Double‐label immunofluorescent images for tau (PHF‐1) tangles and P‐TDP‐43 pathology in hippocampal dentate granule neurons. Representative examples are shown of PHF‐1 and P‐TDP‐43 staining in an AD case (A) and a CARTS case (B). Arrow in (B) shows a P‐TDP‐43 inclusion in higher magnification in the merged photomicrograph indicating the PHF‐1 (green) and P‐TDP‐43 (red) signals are not colocalized (C). By contrast, the arrowhead in (B) shows a PHF‐1 positive cell that is colocalized with P‐TDP‐43, as shown at a higher magnification in (D).

Figure 3

Cell counting and colocalization method used Imaris 3D microscopic data analysis software on confocal Z‐stack images. (A) PHF‐1 was thresholded to exclude pixels detected in the no PHF‐1 primary antibody control samples. (B) P‐TDP‐43 was similarly thresholded to exclude pixels detected in the no P‐TDP‐43 primary antibody control samples. (C) Using the Imaris Coloc function a new channel was generated that corresponded to the pixels (after thresholding) that were in present in both the PHF‐1 and P‐TDP‐43 channel. The merged image of the channels is shown in (D). (E) A surface reconstruction was generated for the PHF‐1 and P‐TDP‐43 to unbiasedly count the number of cell (PHF‐1) and inclusions (P‐TDP‐43) in each image. Note that the PHF‐1 staining in (A) was below the size threshold to be counted as a cell, thus no surface was rendered for the PHF‐1 inclusion. (F) Imaris spot detection function was used to count the total number of DAPI positive cells in images. The yellow spheres in the picture highlight the detection of individual DAPI positive cells using the spot detection function.

Figure 4

Results of counts and colocalization of PHF‐1 and P‐TDP‐43 immunoreactive profiles in dentate granule neurons, in advanced AD (Braak NFT stages) and CARTS cases.
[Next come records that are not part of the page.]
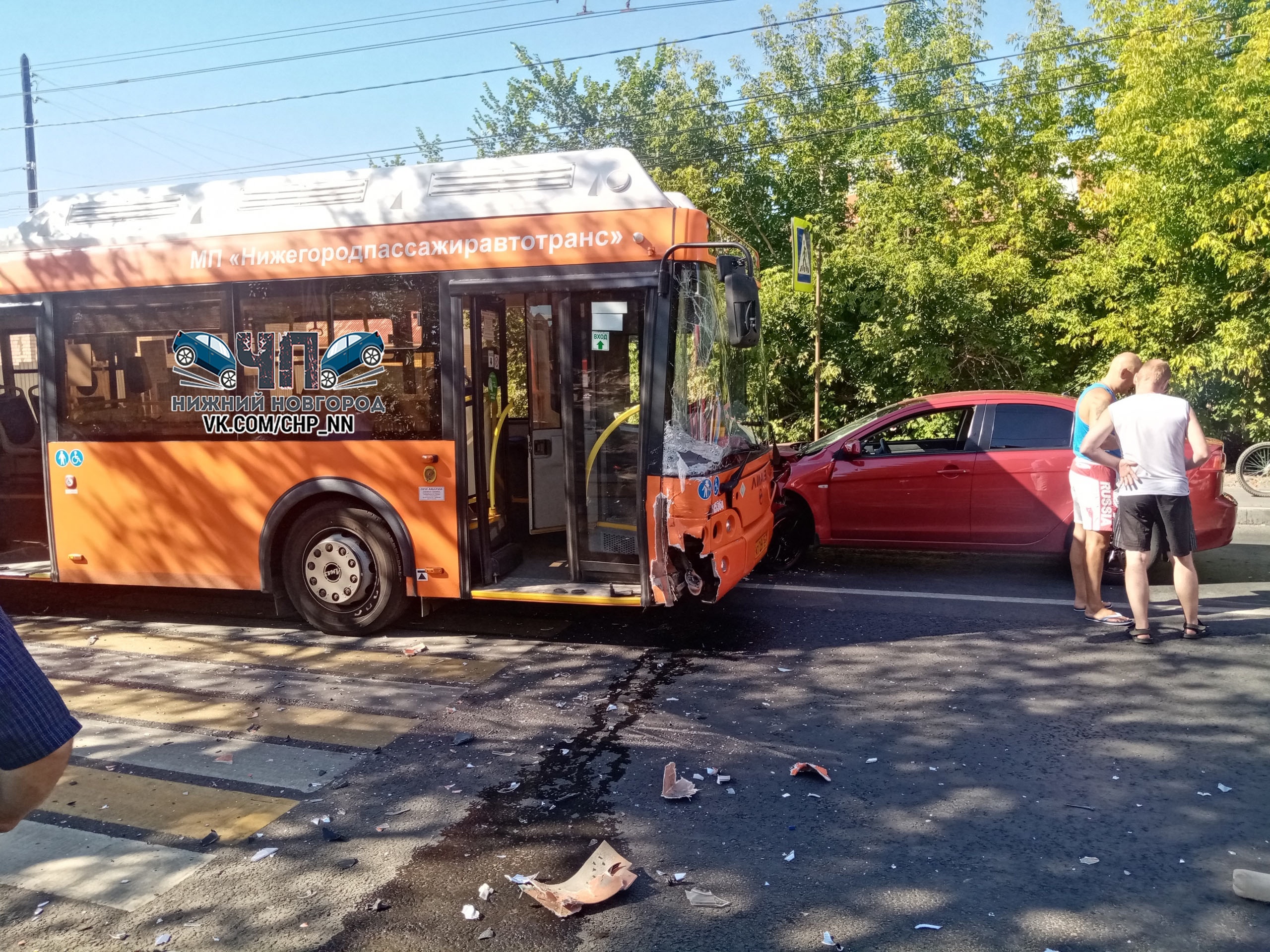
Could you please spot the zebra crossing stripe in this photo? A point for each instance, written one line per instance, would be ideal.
(303, 770)
(92, 867)
(277, 654)
(286, 687)
(185, 710)
(164, 806)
This is the result of analyses of a subsample of 6 cases with 2 slides/case analyzed, comprising 14 200 dentate granule neurons from CARTS cases and 11 952 cells from AD cases. Panel A shows the overall percentage of immunopositive cells. Note that approximately 1% of cells are positive for PHF‐1 and P‐TDP‐43, with trend for more PHF‐1 immunoreactive cells in the dentate granule cell layer from AD cases. Panel B shows the percentage of cells that are colocalized among those that are immunopositive. Panel C shows that in both AD and CARTS, a higher percentage (∼25%) of cells that were TDP‐43 immunopositive were also PHF‐1 immunopositive, in comparison with the colocalization among the PHF‐1 immunopositive cells in terms of P‐TDP‐43 immunopositivity (4%) **P = 0.007.

Figure 5

Hippocampal dentate granule NFTs are associated with advanced AD and also with the presence of TDP‐43 pathology in low Braak stage (CARTS) cases. Schematic depiction of hippocampal formation (A) to show how the pathologies studied in the dentate granule neurons (B) are correlated with different common brain diseases (C). Both phospho‐Tau and phospho‐TDP‐43 pathologies commonly occur in both advanced AD and in CARTS. This implies that disparate upstream causal factors may lead to common downstream pathologic pathways. The appearance of dentate granule NFTs in cases without AD pathology may serve as a useful proxy for indicating CARTS (green arrow). Both of these particular brightfield photomicrographs were taken from the same CARTS case, counterstained with hematoxylin; scale bars = 40 μM.